Lee and Tyson, who appeared together at TCA, had an unexpectedly winning odd-couple dynamic on stage, with Lee playing the tough and being protective of his subject, scolding the crowd for not applauding when Tyson sat down, with Tyson scoffing “you don’t need to clap.”
When asked how much of the show was scripted versus outlined and improvised from, Tyson said “it’s pretty scripted, but I also ad-lib,” and Lee followed with the info that Mike’s wife’s Kiki wrote the script, saying that “Mike was not up there just winging it. We did this last summer on Broadway for two weeks. We had a four-week intense rehearsal period. This is not some willy-nilly stuff!”
The show started in Las Vegas, where a friend of Lee’s saw it and suggested he take a look. He helped shaped the show as it arrived in New York: “We didn’t need the band, we didn’t need the singer. For me it was about Mike on the stage.” (“I like the band, I like the singer, but Spike changed it so it was just me. But that rock band was just awesome,” countered Tyson.)
As to whether there would be framing material in the film and interviews with audience members, Lee said “no, noooo.” (“That would have been cool too,” said Tyson, to which Lee responded that for the press conference “Mike, on this one I’m your Cus [D’Amato].”)

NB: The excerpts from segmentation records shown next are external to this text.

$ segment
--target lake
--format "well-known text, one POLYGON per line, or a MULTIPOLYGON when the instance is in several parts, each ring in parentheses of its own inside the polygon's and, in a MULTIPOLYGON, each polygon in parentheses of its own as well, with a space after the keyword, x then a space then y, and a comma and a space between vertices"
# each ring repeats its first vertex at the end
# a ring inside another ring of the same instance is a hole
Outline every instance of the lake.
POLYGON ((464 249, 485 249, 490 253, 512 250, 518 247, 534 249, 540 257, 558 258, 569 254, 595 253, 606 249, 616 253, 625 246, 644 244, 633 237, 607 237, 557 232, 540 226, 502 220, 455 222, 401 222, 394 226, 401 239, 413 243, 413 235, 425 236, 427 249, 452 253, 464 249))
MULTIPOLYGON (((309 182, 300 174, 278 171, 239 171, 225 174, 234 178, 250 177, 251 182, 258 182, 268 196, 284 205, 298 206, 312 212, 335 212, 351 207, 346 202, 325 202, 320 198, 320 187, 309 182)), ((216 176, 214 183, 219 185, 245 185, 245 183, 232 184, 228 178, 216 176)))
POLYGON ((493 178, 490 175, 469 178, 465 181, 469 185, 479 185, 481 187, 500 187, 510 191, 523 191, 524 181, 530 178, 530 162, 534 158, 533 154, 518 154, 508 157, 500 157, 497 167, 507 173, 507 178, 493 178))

“Mike Tyson is the most honest human being I’ve met in my life,” Lee told the audience. “Most human beings are not going to display the dark parts of themselves, the demons they have to the world. When you see this, he’s out there on this stage, naked, sharing his experience, his ups and down to the audience. To do that without thinking about whether people are going to like me, love me or hate me…”
Tyson noted he’d done some movies before, but never taken them seriously before this point. “I have such an affinity with boxing, and that inspired me to want to embark on this career. I felt just as if I was in a live fight. The only thing that was different, it came across more as a stand-up, like a comic in the show, that was the only thing that was different in the show. I expected it to be more gut-wrenching, but it didn’t come off that way entirely.” He added that also he didn’t “have to go the hospital after I perform. Just like in fighting, I wanted to kill everyone in the room — with my performance of course… What is reckless on the stage is splendor in the ring.”
“You’re looking at two Brooklyn boys,” said Lee, who’s from Fort Greene. “Mike from Brownsville — never run, never will…” (“What is the saying for Fort Greene?” broke in Tyson. “We don’t have one,” Lee admitted.) “We blew up at the same time. We’d see each other at premieres,” Lee continued. “One time I was walking up Dekalb Avenue and Mike almost hit me, driving his Rolls Royce.” “You’re not the world’s best driver,” he said to Tyson. “I didn’t have my license then,” Tyson admitted, “but I had a really nice car.” The difference between the two of them, Tyson said, is that “I hang out with a guy who might shoot you, and Spike hangs out with an erudite jazz player,” something Lee chalked up to the “diversity of the African-American experience.”